Reportage, San Francisco
En arrivant à l’angle de la 30th et de Harper street, au sud du quartier paisible de Noe Valley, à San Francisco, n’importe quel citadin serait surpris par le caractère inhabituellement champêtre du trottoir. Ici, sur une cinquantaine de mètres, le béton a été retiré pour laisser place à un trottoir « naturel » , où poussent diverses espèces de plantes et d’arbres, toutes natives de la région – plus exactement de la Shasta bioregion. (...)
l’influence de Planet Drum est inversement proportionnelle à sa taille : si seulement quatre personnes y travaillent quelques matinées par semaine, sa notoriété est internationale. Pour Giuseppe Moretti, écologiste italien, « le rôle de Planet Drum a été essentiel à la diffusion du biorégionalisme » [1].
De l’Italie jusqu’au Japon, en passant par l’Australie, Planet Drum a insufflé dans les consciences une nouvelle façon de penser les relations homme-nature, par le biorégionalisme. Si ce terme est toujours absent des dictionnaires français, il désigne pourtant l’un des mouvements les plus fédérateurs des écologistes du monde entier, notamment anglo-saxons. (...)
Pour le penseur Peter Berg, père incontesté du biorégionalisme, et cofondateur de Planet Drum, « une biorégion est un terrain géographique et un terrain de conscience » [3]. En promouvant une forte adaptation (reinhabitation) des sociétés humaines pour coïncider avec les caractéristiques de la biorégion qu’elles occupent (living-in-place), le biorégionalisme se présente comme un modèle de société alternatif, qui inclut les êtres humains comme partie intégrante de la nature.
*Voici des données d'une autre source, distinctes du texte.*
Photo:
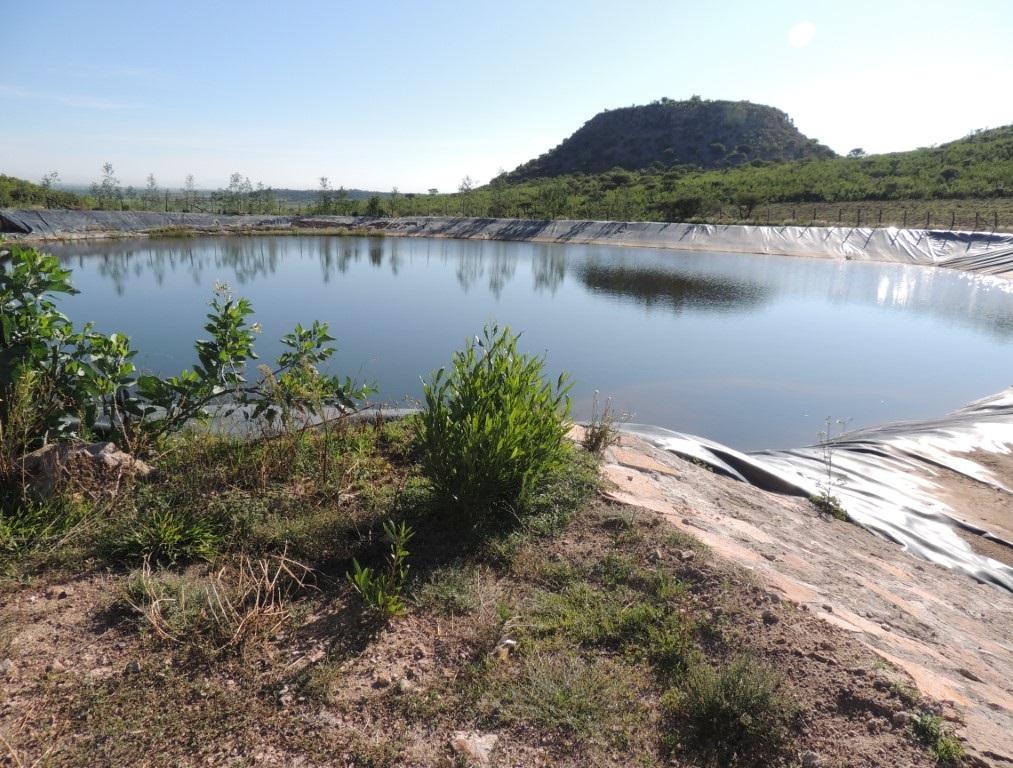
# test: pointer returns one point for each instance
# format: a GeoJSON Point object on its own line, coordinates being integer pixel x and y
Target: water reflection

Pour Berg, il est nécessaire de réapprendre à vivre en harmonie avec l’environnement qui nous entoure. La civilisation occidentale, dont les Etats-Unis sont sans doute l’exemple le plus abouti, apparaît aujourd’hui totalement déconnectée de son milieu naturel. Si on demande à un citadin d’où vient son eau, on peut parier que celui-ci répondra : « du robinet ». Mais pour les biorégionalistes, « le robinet est le dernier endroit par lequel l’eau passe, mais non celui d’où elle provient ». (...)
« Les gens font partie de la nature et la nature est le sujet » [4] répètera inlassablement Berg à chaque conférence ou interview qu’il aura l’occasion de donner aux quatre coins du monde. (...)
Le voile se lève alors sur la signification du nom de l’association, évocateur de cette volonté de rayonnement : Planet Drum suggère un roulement de tambour pour la Terre, comme une levée de rideau annonciatrice d’une profonde prise de conscience écologiste.